You're reading the public-facing archive of the Category Theory Zulip server.
To join the server you need an invite. Anybody can get an invite by contacting Matteo Capucci at name dot surname at gmail dot com.
For all things related to this archive refer to the same person.

Stream: theory: categorical probability

Topic: Is Prevalence a Weighted Colimit?

Ellis D. Cooper (Jul 13 2025 at 15:32):

$W$ denotes a non-void finite set of ``words." A sentence is an assignment of words to positions, $\tilde{w}:S\to W$ . If thinking of $\tilde{w}$ as a word-valued random variable defined at positions (like a "field" of words), then $\mathbb{P}[\tilde{w}=k]$ is the probability of word $k$ occurring at some position of the sentence.

The triple $(S,\tilde{w},W)$ with dom$$\tilde{w}=S$$ and cod$$\tilde{w}=W$$ is exactly an object of the slice category $\mathcal{S}et/W$ . Call it the category of sentences over $W$ .

A document is a ``field" of sentences over a discrete category of locations, as in $\tilde{S}:D\to \mathcal{S}et/W$ . The sentence $\tilde{S}q$ in the document is denoted by $\tilde{w}_q:\tilde{S}_q\to W$ . By the universal property of coproduct in $\mathcal{S}et$ , there is a random variable

$\bigcup\limits_{q\in D}\tilde{S}_q\xrightarrow{\tilde{W}}W$

such that if $p\in\tilde{S}q$ for $q\in D$ , then $\tilde{W}p=\tilde{w}_{q}p$ is the word at position $p$ in the sentence at location $q$ . And $\mathbb{P}[\tilde{W}]=k$ is the probability of word $k$ occurring at some position of some location in the document.

For natural language understanding it is of interest to determine, for a sample $A\subseteq D$ of sentences (such as the consecutive sentences in a paragraph), the ``density of highest-probability words" in $A$ . The density of word $k\in W$ in sample $A$ is

$\frac{\#\{\,p\in\tilde{S}_q\,|\,q\in A \wedge \tilde{W}p=k\,\}}{\#A}$

In applications a document is subdivided into consecutive intervals $A$ of fixed length so the denominator $\#A$ equal to $\#\tilde{W}_A^{-1}k$ .

Define the $\mathbf{prevalence}$ $\operatorname{Prev}_NA$ relative to a set $K\subset W$ of words of highest rank (according to some threshold $N\in\mathbb{N}$ ) by

$\operatorname{Prev}_N A:=\sum_{k \in K} \#\tilde{W}_A^{-1}k\cdot \mathbb{P}[\tilde{W}=k]\,.$

The question is whether prevalence is a weighted colimit.
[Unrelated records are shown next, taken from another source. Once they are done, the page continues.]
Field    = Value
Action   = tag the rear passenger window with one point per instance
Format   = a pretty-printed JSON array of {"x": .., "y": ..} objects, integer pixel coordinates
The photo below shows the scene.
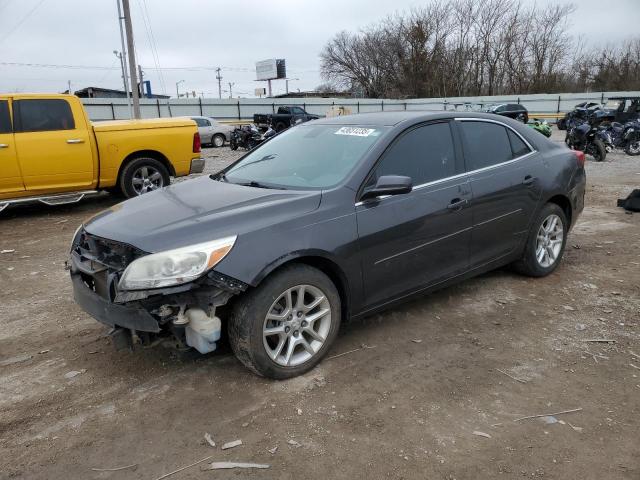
[
  {"x": 42, "y": 115},
  {"x": 5, "y": 118},
  {"x": 485, "y": 144},
  {"x": 518, "y": 147},
  {"x": 425, "y": 154}
]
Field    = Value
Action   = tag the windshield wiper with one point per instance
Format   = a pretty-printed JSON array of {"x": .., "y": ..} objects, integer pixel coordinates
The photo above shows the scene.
[{"x": 255, "y": 184}]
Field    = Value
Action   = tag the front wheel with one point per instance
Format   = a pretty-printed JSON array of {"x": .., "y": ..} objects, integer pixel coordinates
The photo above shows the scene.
[
  {"x": 142, "y": 175},
  {"x": 597, "y": 150},
  {"x": 546, "y": 242},
  {"x": 285, "y": 326},
  {"x": 632, "y": 147}
]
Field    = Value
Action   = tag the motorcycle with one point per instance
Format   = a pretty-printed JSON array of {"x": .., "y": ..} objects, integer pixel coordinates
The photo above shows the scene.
[
  {"x": 541, "y": 126},
  {"x": 624, "y": 137},
  {"x": 590, "y": 140},
  {"x": 249, "y": 137}
]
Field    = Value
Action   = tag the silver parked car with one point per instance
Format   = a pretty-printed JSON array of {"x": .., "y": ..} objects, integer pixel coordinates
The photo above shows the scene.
[{"x": 212, "y": 132}]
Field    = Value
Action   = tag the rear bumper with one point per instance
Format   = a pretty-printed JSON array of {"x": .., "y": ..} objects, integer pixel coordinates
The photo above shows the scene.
[
  {"x": 109, "y": 313},
  {"x": 197, "y": 165}
]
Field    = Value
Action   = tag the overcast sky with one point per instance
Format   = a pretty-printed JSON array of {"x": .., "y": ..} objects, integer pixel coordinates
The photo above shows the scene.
[{"x": 193, "y": 37}]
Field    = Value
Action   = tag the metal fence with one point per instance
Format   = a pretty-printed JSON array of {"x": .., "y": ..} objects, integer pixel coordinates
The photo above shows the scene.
[{"x": 545, "y": 105}]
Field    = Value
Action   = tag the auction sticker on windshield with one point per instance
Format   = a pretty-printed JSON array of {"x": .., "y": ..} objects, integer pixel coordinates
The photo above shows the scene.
[{"x": 355, "y": 131}]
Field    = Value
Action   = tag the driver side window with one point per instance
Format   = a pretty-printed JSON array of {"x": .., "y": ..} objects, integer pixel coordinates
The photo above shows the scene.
[{"x": 425, "y": 154}]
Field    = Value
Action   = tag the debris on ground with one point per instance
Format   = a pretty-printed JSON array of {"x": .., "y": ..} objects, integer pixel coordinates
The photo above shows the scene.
[
  {"x": 363, "y": 347},
  {"x": 511, "y": 376},
  {"x": 117, "y": 469},
  {"x": 549, "y": 414},
  {"x": 227, "y": 465},
  {"x": 228, "y": 445},
  {"x": 184, "y": 468},
  {"x": 16, "y": 359},
  {"x": 209, "y": 440}
]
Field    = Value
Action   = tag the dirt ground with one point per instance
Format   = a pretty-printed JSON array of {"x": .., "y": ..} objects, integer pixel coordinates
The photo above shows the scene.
[{"x": 434, "y": 389}]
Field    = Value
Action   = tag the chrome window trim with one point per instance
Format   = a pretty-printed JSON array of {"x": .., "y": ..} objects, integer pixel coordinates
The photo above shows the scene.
[{"x": 472, "y": 172}]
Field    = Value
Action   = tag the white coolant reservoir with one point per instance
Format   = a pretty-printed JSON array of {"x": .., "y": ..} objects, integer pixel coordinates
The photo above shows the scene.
[{"x": 202, "y": 331}]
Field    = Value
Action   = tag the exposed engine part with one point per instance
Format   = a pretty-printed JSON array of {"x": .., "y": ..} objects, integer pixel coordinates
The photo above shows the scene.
[{"x": 202, "y": 331}]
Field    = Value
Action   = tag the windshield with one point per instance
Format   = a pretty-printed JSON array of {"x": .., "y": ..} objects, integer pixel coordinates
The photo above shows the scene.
[{"x": 305, "y": 157}]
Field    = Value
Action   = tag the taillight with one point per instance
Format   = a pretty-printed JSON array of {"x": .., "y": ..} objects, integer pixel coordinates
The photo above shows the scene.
[{"x": 196, "y": 143}]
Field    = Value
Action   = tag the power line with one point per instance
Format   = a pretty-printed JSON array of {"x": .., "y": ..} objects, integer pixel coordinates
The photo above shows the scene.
[{"x": 24, "y": 19}]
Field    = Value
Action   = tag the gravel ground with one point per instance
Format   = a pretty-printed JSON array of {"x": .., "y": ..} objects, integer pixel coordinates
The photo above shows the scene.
[{"x": 432, "y": 389}]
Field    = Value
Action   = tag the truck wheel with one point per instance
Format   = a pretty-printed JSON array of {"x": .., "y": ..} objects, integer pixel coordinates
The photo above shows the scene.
[
  {"x": 217, "y": 140},
  {"x": 284, "y": 327},
  {"x": 142, "y": 175},
  {"x": 545, "y": 243}
]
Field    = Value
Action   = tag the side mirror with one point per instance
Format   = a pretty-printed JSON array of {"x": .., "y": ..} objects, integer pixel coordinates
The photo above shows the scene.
[{"x": 389, "y": 185}]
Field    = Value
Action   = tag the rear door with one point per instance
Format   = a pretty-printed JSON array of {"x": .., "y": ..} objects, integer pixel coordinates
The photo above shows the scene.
[
  {"x": 421, "y": 238},
  {"x": 54, "y": 150},
  {"x": 503, "y": 171},
  {"x": 10, "y": 176}
]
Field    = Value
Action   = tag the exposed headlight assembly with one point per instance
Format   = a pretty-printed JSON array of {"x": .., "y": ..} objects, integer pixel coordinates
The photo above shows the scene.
[{"x": 175, "y": 267}]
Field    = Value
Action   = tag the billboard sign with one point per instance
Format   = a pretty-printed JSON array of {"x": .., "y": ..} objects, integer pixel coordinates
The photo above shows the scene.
[{"x": 271, "y": 69}]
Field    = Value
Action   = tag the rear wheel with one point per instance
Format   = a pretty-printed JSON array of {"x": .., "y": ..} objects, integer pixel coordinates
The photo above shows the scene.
[
  {"x": 284, "y": 327},
  {"x": 546, "y": 242},
  {"x": 217, "y": 140},
  {"x": 142, "y": 175}
]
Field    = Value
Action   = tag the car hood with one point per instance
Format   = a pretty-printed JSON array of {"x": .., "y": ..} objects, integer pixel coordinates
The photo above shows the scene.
[{"x": 196, "y": 211}]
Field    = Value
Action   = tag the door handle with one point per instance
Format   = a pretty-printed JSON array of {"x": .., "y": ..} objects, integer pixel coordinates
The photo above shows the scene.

Evidence is a detailed formal correspondence:

$\frac{\operatorname{colim}^W F}{\operatorname{Prev}_{N}{A}}\quad \frac{\int^{c \in C}}{\sum\limits_{k\in K}}\quad \frac{W( \underline{\hspace{0.5em}} )}{\#\tilde{W}_A^{-1}\underline{\hspace{0.5em}}}\quad \frac{F\underline{\hspace{0.5em}}} {\mathbb{P}[\tilde{W}=\underline{\hspace{0.5em}}]}$

$\frac{ \operatorname{colim}^W F \cong \int^{c \in C} W c \cdot F c} { \operatorname{Prev}_N{A}:=\sum\limits_{k\in K} \#\tilde{W}_A^{-1}k\cdot\mathbb{P}[\tilde{W}=k] }$

Statement and proof of a theorem to substantiate this claim and evidence might involve ``enriched category theory." Of course, the best would be references to the literature.